The Stroke Band
Green And Yellow
I couldn’t have made up the story line to Georgia’s The Stroke Band had I tried. Here’s the basic plot: Bruce Joyner, a young schoolteacher who is married to a no-good trifling woman, gets paralyzed in a car accident. He takes his insurance money and buys him all of the equipment necessary for a four-piece band. He calls up his buddies, forms a band, and sets about recording a lo-fi rock album that hints at the new wave of the era, but often comes off as something really weird, something truly unique. They can’t get many gigs, but they do play at a strip joint. They release a single and, surprisingly, have local success. The wife gets involved with a cop. The teacher loses his job because of the underage girls who flock to his house. Dude falls into a drug and alcohol binge which comes to an end when he’s informed that he needed to leave town because he is about to be framed for some serious drug trafficking, to which he loads up his car that night and goes to California, where, in a short time, he signs a record deal with a major label. Years later, his two guitarists go on to great acclaim; one wins a Grammy (Mark Neill) , and the other (Don Fleming) has established himself as a world-class producer and musician.
And that’s the history of The Stroke Band!
Of course, with a story like that, there’s no way the music can live up to the reality, right? Well, that’s the surprising part. Green And Yellow, in 2015, sounds rather tame, an amalgam of the lo-fi aesthetic that is commonplace in indie rock, tempered with that particular era’s burgeoning college rock scene.
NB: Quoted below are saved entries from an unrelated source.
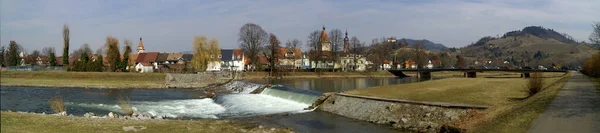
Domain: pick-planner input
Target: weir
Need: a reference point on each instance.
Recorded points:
(301, 96)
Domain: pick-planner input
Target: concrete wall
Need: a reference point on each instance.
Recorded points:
(402, 115)
(196, 80)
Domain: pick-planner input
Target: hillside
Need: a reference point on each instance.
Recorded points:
(530, 46)
(428, 44)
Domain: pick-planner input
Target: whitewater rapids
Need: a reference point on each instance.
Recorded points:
(223, 106)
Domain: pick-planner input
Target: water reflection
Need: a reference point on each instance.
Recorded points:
(336, 84)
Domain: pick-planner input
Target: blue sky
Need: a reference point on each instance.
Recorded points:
(169, 25)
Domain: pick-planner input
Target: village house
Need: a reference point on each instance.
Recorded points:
(146, 62)
(229, 59)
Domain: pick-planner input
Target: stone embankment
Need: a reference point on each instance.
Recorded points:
(197, 80)
(401, 114)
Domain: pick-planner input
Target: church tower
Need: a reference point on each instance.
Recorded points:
(324, 40)
(141, 47)
(346, 43)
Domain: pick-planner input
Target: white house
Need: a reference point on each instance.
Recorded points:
(230, 59)
(144, 67)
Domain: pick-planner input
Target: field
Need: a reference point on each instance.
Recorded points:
(512, 110)
(84, 79)
(35, 123)
(254, 75)
(478, 91)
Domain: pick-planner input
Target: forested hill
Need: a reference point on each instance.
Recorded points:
(428, 44)
(542, 32)
(531, 46)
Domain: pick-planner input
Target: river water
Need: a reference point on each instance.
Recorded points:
(336, 84)
(187, 104)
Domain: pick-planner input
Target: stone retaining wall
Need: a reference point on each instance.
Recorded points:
(419, 117)
(196, 80)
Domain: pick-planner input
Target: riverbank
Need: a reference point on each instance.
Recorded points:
(440, 104)
(21, 122)
(110, 80)
(304, 75)
(101, 80)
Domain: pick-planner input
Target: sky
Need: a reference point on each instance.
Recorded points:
(170, 25)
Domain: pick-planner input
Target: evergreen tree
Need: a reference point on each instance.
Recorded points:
(52, 59)
(66, 38)
(2, 52)
(113, 56)
(13, 54)
(99, 64)
(125, 62)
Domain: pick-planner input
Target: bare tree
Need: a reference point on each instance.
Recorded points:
(293, 44)
(85, 48)
(314, 45)
(66, 39)
(420, 57)
(201, 54)
(356, 49)
(47, 50)
(595, 36)
(337, 41)
(33, 57)
(274, 48)
(112, 54)
(252, 37)
(127, 50)
(100, 51)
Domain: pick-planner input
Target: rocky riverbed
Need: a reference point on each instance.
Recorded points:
(406, 116)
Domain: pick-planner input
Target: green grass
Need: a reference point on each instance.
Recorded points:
(516, 117)
(597, 81)
(34, 123)
(478, 91)
(84, 79)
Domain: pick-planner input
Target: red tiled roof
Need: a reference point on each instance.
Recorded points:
(145, 64)
(147, 57)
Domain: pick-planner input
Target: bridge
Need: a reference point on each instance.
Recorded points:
(469, 73)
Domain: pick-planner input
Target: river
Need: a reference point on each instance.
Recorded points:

But that’s hindsight. It’s easy to understand just how weird and alien this might have sounded, especially to Southern audiences. Yet there’s a real charm to numbers like “Don’t Get Angry,” with its “96 Tears”-style organ grinding, “Son of Sam” and its comical synth line propelling an ode to the killer, while “Janie’s Living In A Cell” is simply pretty.
This ten-track album is enhanced with a plethora of digital extras. Included is their debut live performance at Joe’s Cellar, and while it’s a rough-sounding recording, it’s clear that The Stroke Band had something. Also included are a handful of demos, practice space recordings, and studio experiments. Some are rough, some are complete, but the most interesting is the final track, “The Law Is Watching You,” which is apparently the band’s last recording—a prophetic realization of the reality that would soon bring the band to a sudden halt.
It’s clear that Joyner had musical talent and songwriting skills, but it was also clear it was never gonna happen for him in Georgia. Green and Yellow is a diamond in the rough—very rough—but its story and its spunky determinism—documented in an excellent zine-size oral history of the group—make it a unique document of a young man’s dreams and visions.